Профессор испугался, подавился дымом и закашлял.
– Как последний?! – прохрипел он.
– Ну, не совсем последний, а последний именно так написанный, – поправила сама себя Писательница. Она сидела, подперев подбородок ладонями, а потом встала со скамейки. – Я так больше не смогу написать: такой стиль вынимает у меня столько сил, что я больше одного эпизода в день писать не могу.
Она ходила вокруг скамейки, всё время заинтересованно поглядывая на коротенький клочок льда на дорожке.
– Артур, – хитро улыбаясь, обратилась она к Профессору, который задумчиво курил или просто порой грыз мундштук, – вы не подержите меня? Я хочу прокатиться.
Карницкий взглянул на лёд и усмехнулся:
– Кейт! Какой же вы ещё ребёнок! – А потом встал и, прикусив мундштук, не разжимая зубов, добавил: – Давайте руку.
Писательница кокетливо подала ему свою маленькую ручку, изображая из себя благовоспитанную барышню. Он принял её руку и побежал вместе с Писательницей ко льду.
– Катитесь! – прокричал ей Профессор и в самый страшный для неё момент вступления на лёд выпустил её руку.
– А-а-а! – крикнула Писательница, тут же поскользнувшись, пролетев несколько метров по ледяной дорожке и приземлившись прямо в сугроб. Профессор хохотал, стуча зубами о мундштук.
– Ах вы негодяй! – смеясь, набросилась на него с кулаками Писательница. – Какой же вы джентльмен, когда позволили даме так некрасиво упасть?! И ещё гогочете как гусь!
– Это я гусь?! – прыснул Карницкий, выронив-таки трубку из рук. – Сейчас я с вами разделаюсь!
– Посмотрим, кто кого! – умильно пригрозила Писательница и первая бросила в Профессора снежный комочек. Снежок попал Карницкому по руке, и тот не заставил себя ждать с ответом.
– Ну, держитесь! – крикнул он и помчался за подругой.

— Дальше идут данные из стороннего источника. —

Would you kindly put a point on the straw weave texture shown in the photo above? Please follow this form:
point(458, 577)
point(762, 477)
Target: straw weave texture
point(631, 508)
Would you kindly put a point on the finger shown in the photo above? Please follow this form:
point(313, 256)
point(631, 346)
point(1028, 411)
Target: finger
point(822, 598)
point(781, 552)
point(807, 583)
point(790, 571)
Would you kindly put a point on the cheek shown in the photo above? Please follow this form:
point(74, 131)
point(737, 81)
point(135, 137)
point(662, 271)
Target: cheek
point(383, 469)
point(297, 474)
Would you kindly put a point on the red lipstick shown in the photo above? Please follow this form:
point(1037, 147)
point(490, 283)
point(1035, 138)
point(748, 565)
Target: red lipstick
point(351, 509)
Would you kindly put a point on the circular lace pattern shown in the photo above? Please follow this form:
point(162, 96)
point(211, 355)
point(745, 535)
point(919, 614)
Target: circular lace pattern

Писатели гонялись друг за другом по аллее, бросаясь друг в друга снежками. В конце концов, оба лежали навзничь в сугробах, все в холодных тающих хлопьях, и смотрели на деревья, опускающие на них ветки под тяжестью снега, и на снежинки, падающие на них с уже тёмного неба.
– Мда… – смахивая снежинки с носа, протянул Карницкий, с румяными щеками, потерявший где-то свою кепку, и продолжил рассуждать о писательстве: – А у меня несколько другая история. Хотя Сомерсет Моэм и говорил, что достаточно писать по три часа в день, я предпочитаю писать весь день, с утра до вечера, с перерывами разве что на обед и ужин. Но я постоянно занят, и времени у меня на литературу не так много, как у того же Моэма, который мог позволить себе писать каждый день. Поэтому я мало пишу. Мне для этого каникулы нужны. Причём летом обычно не пишется, потому что жарко. Вот если только плохая погода будет, с дождиком так, чтоб можно было весь день сидеть дома, смотреть, как он поливает стёкла, и писать… Зима – самое то для писательства. Но лучше всего осень.
Помолчали.
– Знаешь, а у тебя никогда не было такого ощущения, будто это не ты сам пишешь, а тебе диктуют? – задумчиво произнесла Писательница, положив руки в карманы.
– Было. И есть, конечно. Оно всегда есть, такое ощущение. Постоянно. Кто-то будто водит моей рукой, – говорил Карницкий, наблюдая летящие на него с чёрной выси белые точки. – Кто-то… Я думаю, это Творец. И не каждой рукой водит Творец. Не думаю, что это можно сказать о наших блондинках с их любовными романами. И это большой дар, когда твоей рукой начинает вести Творец. И не всякому он дан, этот дар… Знаешь, Кейт, я, может, только из-за того и придумал писательское общество, чтобы те, кому это дано, не потеряли его.
– И правильно сделали, – подтвердила Писательница.
Они опять замолчали. Каждый думал о своём: она – о рассказе, он – о писательском обществе.